Dies ist mehr als ein Ratschlag; es ist die Erziehung der Jugend, die Schiller vorschlägt. Es ist ein Wandel und eine Lösung für die Paradoxien, die wir gesehen haben. Er sagt nicht einfach: Sucht Schönheit, und ihr werdet Schönheit durch Kunst finden; sondern er baut etwas auf. Für uns ist Schiller eine grundlegende Grundlage für den Aufbau einer Jugendbewegung – der Gesellschaft im allgemeinen, aber vor allem der Jugend.

Ich möchte diesen letzten Teil lesen. Schiller spricht darüber, was Schönheit darstellt, was der Mensch suchen muß:

    „Die Schönheit macht die Menschheit bloß möglich, und es ist im übrigen unserm freien Willen anheimstellt, inwieweit wir sie wirklich machen wollen... Beim Gebrauch desselben kommt es aber auf unsere eigene Willensbestimmung an.“

Dies ist keine Zumutung. Wenn Sie die Schönheit suchen, finden Sie mehr als eine Möglichkeit. Der Mensch entscheidet mit seinem freien Willen, wie weit er dieses Prinzip der Schönheit für den Menschen entwickeln will.

Ich möchte diese Ausführungen abschließen, indem ich auf den eingangs erwähnten Punkt zurückkomme: Wir schaffen eine große politische Kraft; wir schaffen eine Kraft, die in der Lage ist, die Geschichte zu verändern. Diese Kraft ist die Veredelung des Charakters der Bevölkerung, zu der natürlich auch wir gehören. Innerhalb dieser Veredelung des Charakters ermöglicht uns dies den Aufbau wahrer politischer Freiheit, die jedoch den höchsten Grad an Schönheit darstellt, den man erreichen kann.

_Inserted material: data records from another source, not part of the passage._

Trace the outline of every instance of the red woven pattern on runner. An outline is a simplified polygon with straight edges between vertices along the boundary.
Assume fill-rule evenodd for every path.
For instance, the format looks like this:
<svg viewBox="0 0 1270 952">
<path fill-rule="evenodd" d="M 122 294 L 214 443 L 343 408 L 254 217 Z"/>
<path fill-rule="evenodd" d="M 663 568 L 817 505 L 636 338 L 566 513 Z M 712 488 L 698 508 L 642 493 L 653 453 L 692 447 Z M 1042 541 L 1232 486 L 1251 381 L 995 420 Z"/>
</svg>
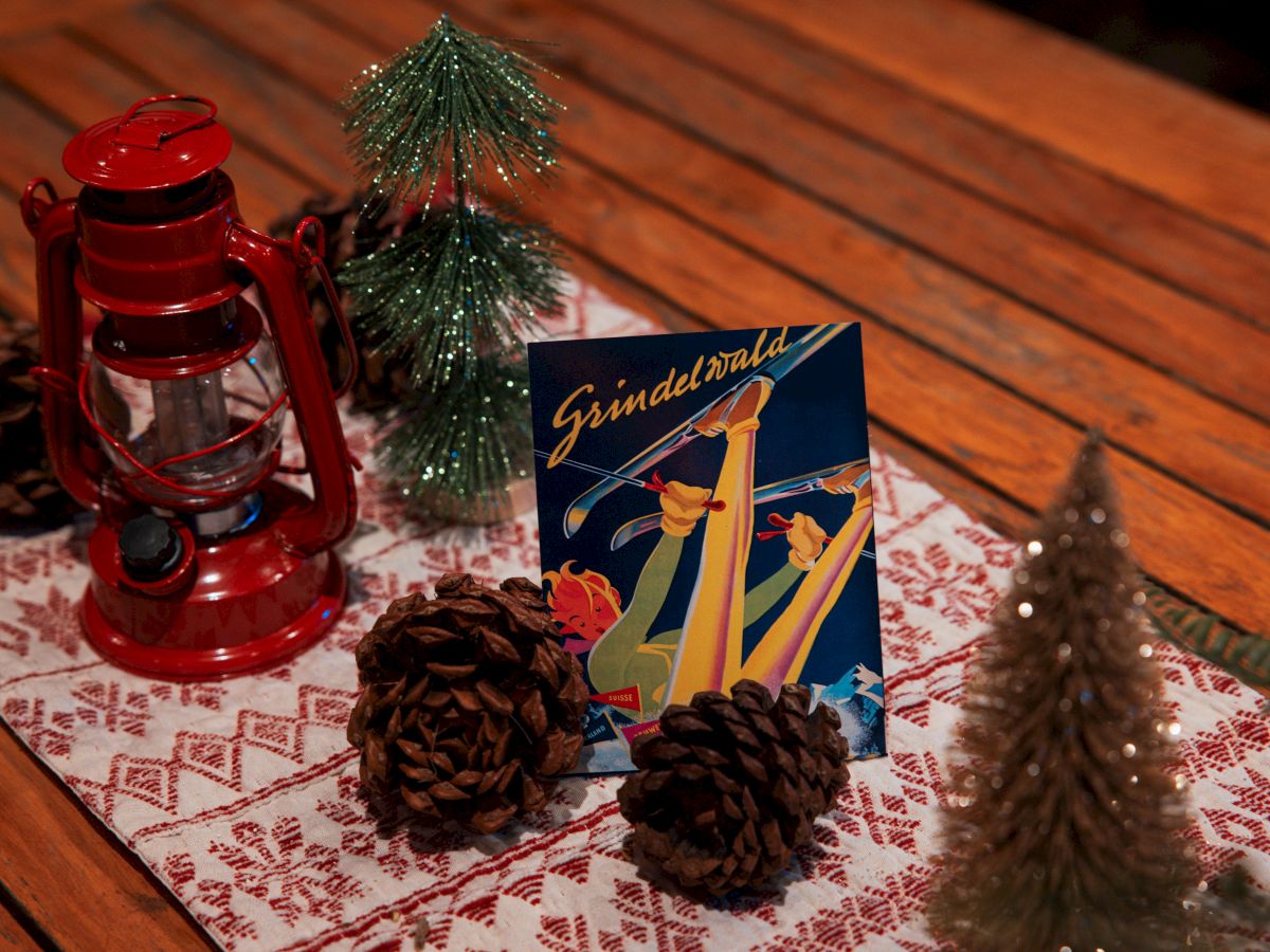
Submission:
<svg viewBox="0 0 1270 952">
<path fill-rule="evenodd" d="M 652 326 L 577 284 L 559 335 Z M 371 458 L 370 421 L 348 420 Z M 618 781 L 569 781 L 499 836 L 419 828 L 364 798 L 344 739 L 352 650 L 389 600 L 446 571 L 537 574 L 532 515 L 422 533 L 373 471 L 342 555 L 352 597 L 290 664 L 215 684 L 166 684 L 100 663 L 79 637 L 86 583 L 71 529 L 0 542 L 0 713 L 229 948 L 933 948 L 921 906 L 942 762 L 965 665 L 1016 547 L 894 461 L 874 457 L 888 758 L 851 786 L 789 872 L 743 899 L 695 905 L 622 858 Z M 1199 852 L 1270 881 L 1270 727 L 1257 696 L 1160 646 L 1182 725 Z"/>
</svg>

Ich lade Sie also ein, die Antworten auf die Paradoxien zu finden, auf die unser Verstand gestoßen ist und auf die unser Herz gestoßen ist, wenn wir die Situation sehen, mit der die Welt konfrontiert ist. Die LaRouche-Bewegung setzt sich dafür ein, diese Arbeit vor allem mit der Jugend zu leisten, um die notwendigen Führungsqualitäten zu erziehen, nämlich jene Veredelung der menschlichen Seele. Ich danke Ihnen dafür.